There’s No Place Like Home

Technically, of course, I come from Jennings, Missouri by way of a maternity ward in St. Louis.  I can’t even claim that I spent half of my life in Kansas City before moving to California, due to those five stray years in Arkansas.  But the city by the river, Royal blue and somewhat worn around its edges, still feels like home.

Don’t fret, people of NORCAL.  I’m coming back.  I make no cheesy lament about having left my heart there, but Angel’s Haven sits by your rivers, in the midst of your own tattered old Delta.  I’m returning.  I’ll make my way to Jim and Nancy’s driveway where the RAV4 sits.  I’ll dine with Jim and talk about our respective sons; his job; my employment search; and Rotary matters, including Shelterbox   in which that friend, a member of the San Rafael Harbor Rotary Club, plays a major role.  The next day, I’ll join another NORCAL transplant for lunch at a Bay area restaurant.  The spray of my Pacific will kiss my face as I walk along the street.  

But I’ve felt the comfort of home during this week in Kansas City.  I’ve finished some cases; I’ve transferred others to new counsel.  I’m rummaged in my storage unit, filling the rental car with items from the Holmes house bound for my son or for safe-keeping at my sister’s house in St. Peter’s.  I’ve filled the time between these tasks with coffee-shop hopping.  I’ve seen a host of my own special angels, the men and women whom I most closely call my tribe here.

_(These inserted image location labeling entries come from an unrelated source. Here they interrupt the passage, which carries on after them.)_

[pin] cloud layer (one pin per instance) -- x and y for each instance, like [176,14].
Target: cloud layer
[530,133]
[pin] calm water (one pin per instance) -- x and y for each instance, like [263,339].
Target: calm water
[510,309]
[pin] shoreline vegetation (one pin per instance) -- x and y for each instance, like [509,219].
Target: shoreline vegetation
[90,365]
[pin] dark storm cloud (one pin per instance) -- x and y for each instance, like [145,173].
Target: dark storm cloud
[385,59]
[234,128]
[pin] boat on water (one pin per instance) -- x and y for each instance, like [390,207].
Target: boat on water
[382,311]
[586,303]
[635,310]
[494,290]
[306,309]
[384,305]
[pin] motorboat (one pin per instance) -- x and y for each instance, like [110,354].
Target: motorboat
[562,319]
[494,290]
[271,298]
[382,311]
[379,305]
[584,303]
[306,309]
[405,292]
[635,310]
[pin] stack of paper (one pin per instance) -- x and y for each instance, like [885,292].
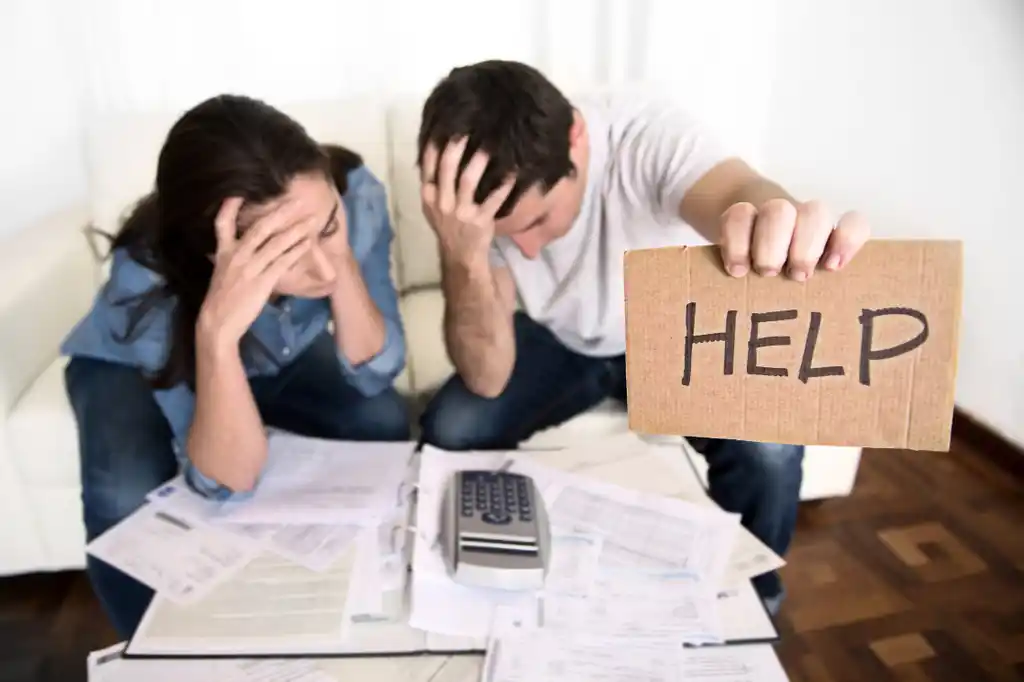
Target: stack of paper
[320,507]
[643,574]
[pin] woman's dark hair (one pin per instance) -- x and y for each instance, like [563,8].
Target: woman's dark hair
[225,146]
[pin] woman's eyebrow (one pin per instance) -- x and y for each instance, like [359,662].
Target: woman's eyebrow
[330,218]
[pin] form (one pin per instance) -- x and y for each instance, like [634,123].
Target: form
[315,546]
[177,558]
[642,609]
[308,480]
[530,657]
[648,534]
[108,666]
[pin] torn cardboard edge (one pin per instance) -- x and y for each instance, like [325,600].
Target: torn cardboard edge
[865,356]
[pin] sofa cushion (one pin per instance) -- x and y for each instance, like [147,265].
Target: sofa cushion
[42,433]
[417,244]
[428,364]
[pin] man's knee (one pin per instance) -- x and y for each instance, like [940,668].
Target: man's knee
[386,417]
[456,420]
[772,463]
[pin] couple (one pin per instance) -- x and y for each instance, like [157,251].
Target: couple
[252,287]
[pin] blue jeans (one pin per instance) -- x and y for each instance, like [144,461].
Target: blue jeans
[125,442]
[551,384]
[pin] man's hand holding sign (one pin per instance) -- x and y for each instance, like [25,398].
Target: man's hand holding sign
[795,331]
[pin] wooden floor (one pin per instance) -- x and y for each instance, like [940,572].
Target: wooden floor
[919,576]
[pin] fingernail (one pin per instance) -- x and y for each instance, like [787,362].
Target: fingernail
[737,270]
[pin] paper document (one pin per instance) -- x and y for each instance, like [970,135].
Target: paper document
[651,608]
[274,607]
[535,658]
[315,546]
[438,603]
[108,666]
[573,564]
[749,663]
[520,653]
[643,533]
[308,480]
[178,559]
[271,606]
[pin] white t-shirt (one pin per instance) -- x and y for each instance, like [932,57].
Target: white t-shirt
[644,156]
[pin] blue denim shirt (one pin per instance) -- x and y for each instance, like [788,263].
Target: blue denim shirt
[285,329]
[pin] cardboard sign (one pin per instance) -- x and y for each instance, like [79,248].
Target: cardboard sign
[865,356]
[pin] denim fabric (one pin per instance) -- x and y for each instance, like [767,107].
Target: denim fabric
[126,441]
[551,384]
[284,329]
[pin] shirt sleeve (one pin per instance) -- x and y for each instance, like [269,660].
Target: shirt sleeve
[377,374]
[669,151]
[147,348]
[178,406]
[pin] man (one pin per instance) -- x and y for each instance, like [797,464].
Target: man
[531,196]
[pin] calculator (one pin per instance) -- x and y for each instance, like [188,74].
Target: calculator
[494,530]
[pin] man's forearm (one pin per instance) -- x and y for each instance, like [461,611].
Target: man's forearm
[477,327]
[361,334]
[226,441]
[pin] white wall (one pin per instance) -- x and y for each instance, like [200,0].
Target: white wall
[41,162]
[914,112]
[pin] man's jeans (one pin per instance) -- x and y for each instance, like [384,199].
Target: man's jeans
[551,384]
[125,442]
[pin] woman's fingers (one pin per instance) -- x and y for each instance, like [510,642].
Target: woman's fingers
[283,243]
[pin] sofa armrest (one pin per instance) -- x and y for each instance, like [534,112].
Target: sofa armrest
[50,276]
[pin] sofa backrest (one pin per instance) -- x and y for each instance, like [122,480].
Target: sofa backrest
[123,152]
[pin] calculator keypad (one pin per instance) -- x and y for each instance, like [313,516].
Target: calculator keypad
[497,498]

There’s truly no place like home.  Yes, I understand:  You belong where you take your heart and in the place where you find your heart’s desire.  Dorothy has nothing on me.  Nor does Edward Albee:  I get that I must go a long way out of my way to come back a short way properly.  But the very wealthy among us know that  we can have more than one home.  So I stake my claim here, Kansas City; and there, too, St. Louis; and 1800 miles west of here by the sea.     I need no walls.  I need no strict address.   I take my comfort with me.

It’s the fifteenth day of the fifty-second month of My Year Without Complaining.  Life continues.